A Sharpsburg man who, along with his girlfriend, was charged with stealing from relatives to support their heroin addictions pleaded guilty Tuesday to criminal conspiracy, theft and a handgun charge in Washington County Circuit Court.
Washington County Circuit Judge Daniel P. Dwyer sentenced Cory Ryan Butts, 22, of 4209 Mills Road to eight years in state prison.
Butts had been in court for a motions hearing, but entered the plea in two criminal cases in exchange for the dismissal of other related charges.
A co-defendant, Desirae Marie Churchey, 21, of Sharpsburg, was also scheduled for a motions hearing Tuesday, but Assistant State’s Attorney Michele Hansen told Dwyer the request had been withdrawn, and Churchey is to be in court next month.
“I just want to know why they think they can break into someone’s home and steal the things I worked my life for,” Patricia Milburn, one of the victims, told Dwyer during the hearing.

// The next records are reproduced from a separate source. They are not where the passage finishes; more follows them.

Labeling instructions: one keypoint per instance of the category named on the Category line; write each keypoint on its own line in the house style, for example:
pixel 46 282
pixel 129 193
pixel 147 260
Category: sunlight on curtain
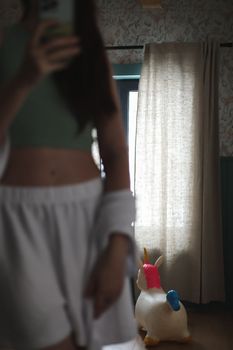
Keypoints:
pixel 169 170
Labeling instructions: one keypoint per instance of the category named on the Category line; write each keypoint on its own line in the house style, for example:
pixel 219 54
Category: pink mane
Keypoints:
pixel 152 276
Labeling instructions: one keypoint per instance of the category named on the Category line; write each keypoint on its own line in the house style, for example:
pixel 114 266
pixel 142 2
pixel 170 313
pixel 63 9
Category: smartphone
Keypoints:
pixel 61 11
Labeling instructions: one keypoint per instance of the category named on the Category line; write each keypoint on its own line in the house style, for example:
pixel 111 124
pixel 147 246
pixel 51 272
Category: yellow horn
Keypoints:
pixel 146 257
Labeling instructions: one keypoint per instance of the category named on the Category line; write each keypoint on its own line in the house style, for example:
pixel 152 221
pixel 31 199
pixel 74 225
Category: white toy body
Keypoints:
pixel 156 316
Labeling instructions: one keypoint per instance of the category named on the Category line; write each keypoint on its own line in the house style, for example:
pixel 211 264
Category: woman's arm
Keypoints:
pixel 107 279
pixel 39 60
pixel 113 148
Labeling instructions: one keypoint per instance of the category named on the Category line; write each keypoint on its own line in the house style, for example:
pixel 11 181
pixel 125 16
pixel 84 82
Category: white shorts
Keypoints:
pixel 46 236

Gilbert and Patricia Milburn are the grandparents of Churchey, according to charging documents.
The Milburns reported their Churchey Road home had been burglarized on Aug. 30, 2011, and about 200 pieces of jewelry were stolen, along with a safe, two lock boxes, silver coins and a pair of .22-caliber handguns, according to the application for statement of charges filed by the Washington County Sheriff’s Office.
The Milburns told police they suspected their granddaughter and Butts, and had seen a car resembling one Churchey used when they left home that day, the documents said.
Some of the jewelry was subsequently pawned in Frederick, the documents said.
Butts and Churchey were arrested on Sept. 9 when a deputy pulled over a car believed to be coming from a reported disturbance near Knoxville. One of the stolen handguns was found under the seat Butts was sitting in, the documents said.
The following day, Butts’ sister called the sheriff’s office to report that she suspected her brother had stolen jewelry from her, the documents said. One piece of jewelry was traced to the same Frederick pawn shop.
Butts and Churchey were both “deep into addiction” to heroin, and it became the overriding compulsion in their lives, Assistant Public Defender Charles Bailey said.
In addition to the prison sentence, Dwyer entered a judgment in favor of the Milburns for nearly $17,000 — the value of the items stolen from their home.
Leafing through a seven-page list of the stolen items, Dwyer noted that the stolen jewelry and some other items had both monetary and sentimental value to the victims.